The Choroid Plexus Papilloma Pathology
The Choroid Plexus Papilloma Pathology The choroid plexus papilloma (CPP) is a rare, benign neoplasm arising from the epithelial cells of the choroid plexus, a specialized structure within the ventricles of the brain responsible for cerebrospinal fluid (CSF) production. Although it is classified as a tumor, its generally indolent behavior distinguishes it from more aggressive choroid plexus carcinomas. Understanding the pathology of CPP is crucial for accurate diagnosis, appropriate management, and prognosis.
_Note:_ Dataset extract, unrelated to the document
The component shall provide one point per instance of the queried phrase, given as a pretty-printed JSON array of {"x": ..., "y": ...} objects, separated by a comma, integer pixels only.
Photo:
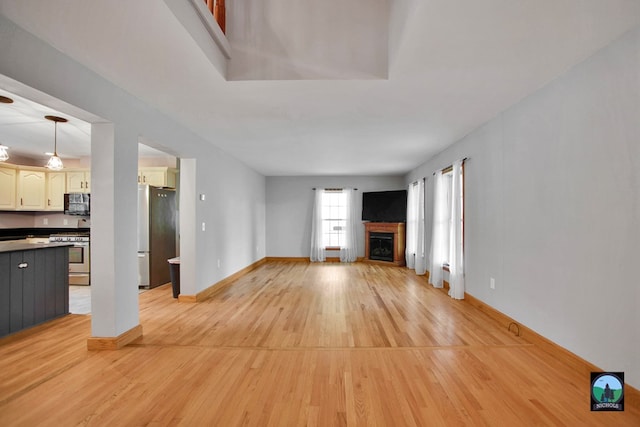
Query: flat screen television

Histologically, choroid plexus papillomas exhibit a papillary architecture composed of fronds of a single layer of well-differentiated cuboidal to columnar epithelial cells. These cells rest on a fibrovascular core, creating a characteristic papillary pattern that resembles normal choroid plexus tissue. The tumor maintains a high degree of differentiation, with minimal cellular atypia, low mitotic activity, and absence of necrosis. These features contribute to its classification as a WHO Grade I tumor, indicating benign behavior.
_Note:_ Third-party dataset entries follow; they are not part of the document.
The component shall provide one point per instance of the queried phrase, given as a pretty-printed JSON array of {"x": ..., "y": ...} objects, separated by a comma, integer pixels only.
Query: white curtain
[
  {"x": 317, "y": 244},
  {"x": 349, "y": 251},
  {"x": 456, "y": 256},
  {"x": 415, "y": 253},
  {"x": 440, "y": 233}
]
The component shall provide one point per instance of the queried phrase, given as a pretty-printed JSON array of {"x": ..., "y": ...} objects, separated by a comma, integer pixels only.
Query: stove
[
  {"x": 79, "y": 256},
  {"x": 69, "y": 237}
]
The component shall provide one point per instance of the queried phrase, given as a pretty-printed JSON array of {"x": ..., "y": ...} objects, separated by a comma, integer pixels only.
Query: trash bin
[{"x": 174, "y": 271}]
Immunohistochemically, CPPs typically express cytokeratins, transthyretin, and S-100 protein, reflecting their epithelial origin. The epithelial cells are also positive for epithelial membrane antigen (EMA), which helps differentiate them from other papillary tumors of the central nervous system. The vascular component within the papillary fronds is usually prominent, supporting the tumor’s highly vascular nature, which is important to consider during surgical removal.
From a pathological standpoint, distinguishing CPP from choroid plexus carcinoma is vital, as the latter demonstrates marked cellular atypia, increased mitotic figures, necrosis, and invasion beyond the ventricular lining into adjacent brain tissue. These features mark the

aggressive and malignant nature of carcinomas, necessitating different therapeutic approaches.
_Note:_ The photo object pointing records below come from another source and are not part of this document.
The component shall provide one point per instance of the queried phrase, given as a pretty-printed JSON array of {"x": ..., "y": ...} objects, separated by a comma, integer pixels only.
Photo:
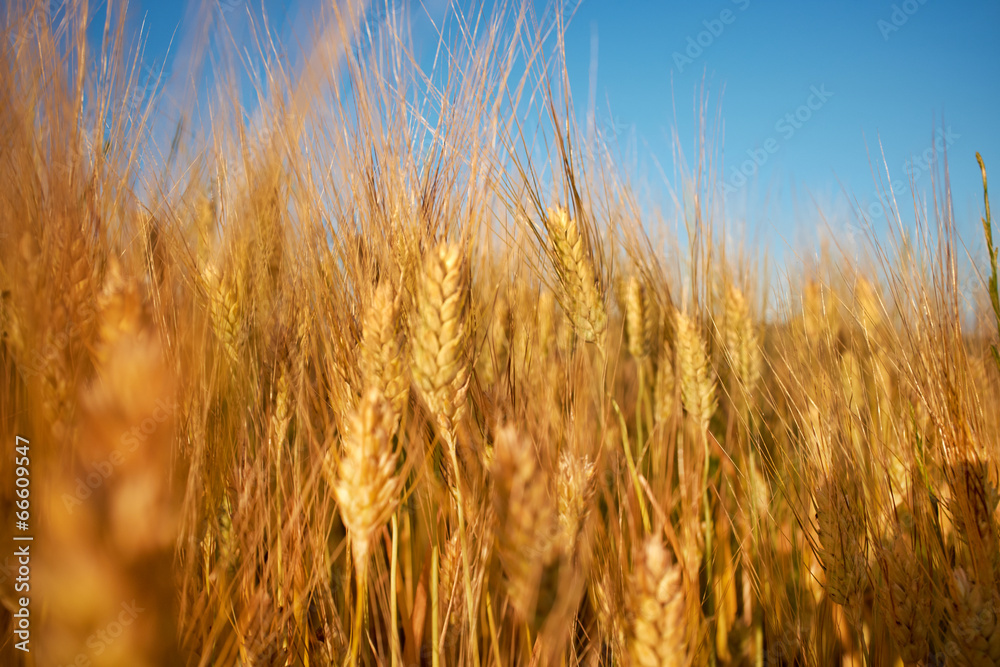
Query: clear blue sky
[
  {"x": 871, "y": 71},
  {"x": 894, "y": 72}
]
Clinically, CPPs often present in children, particularly in the lateral ventricles, but they can also occur in adults involving the fourth ventricle or other ventricles. Symptoms are generally related to increased intracranial pressure, such as headaches, nausea, vomiting, or hydrocephalus, due to CSF overproduction or obstruction of CSF flow. Imaging studies like MRI typically reveal a well-circumscribed, enhancing intraventricular mass with a papillary appearance, aiding in preoperative planning.
Surgical excision remains the primary treatment modality, with complete resection usually curative due to the benign nature of CPP. Recurrence is uncommon if the tumor is entirely removed. Histopathological examination post-surgery confirms the diagnosis, emphasizing the importance of recognizing the classic features of papillary architecture with minimal atypia.
In summary, the pathology of choroid plexus papilloma highlights its benign, well-differentiated epithelial nature, distinguished by papillary architecture, immunoprofile, and lack of malignant features. Accurate histopathological diagnosis is essential for optimal management and prognostication, ensuring favorable outcomes for most patients affected by this rare tumor.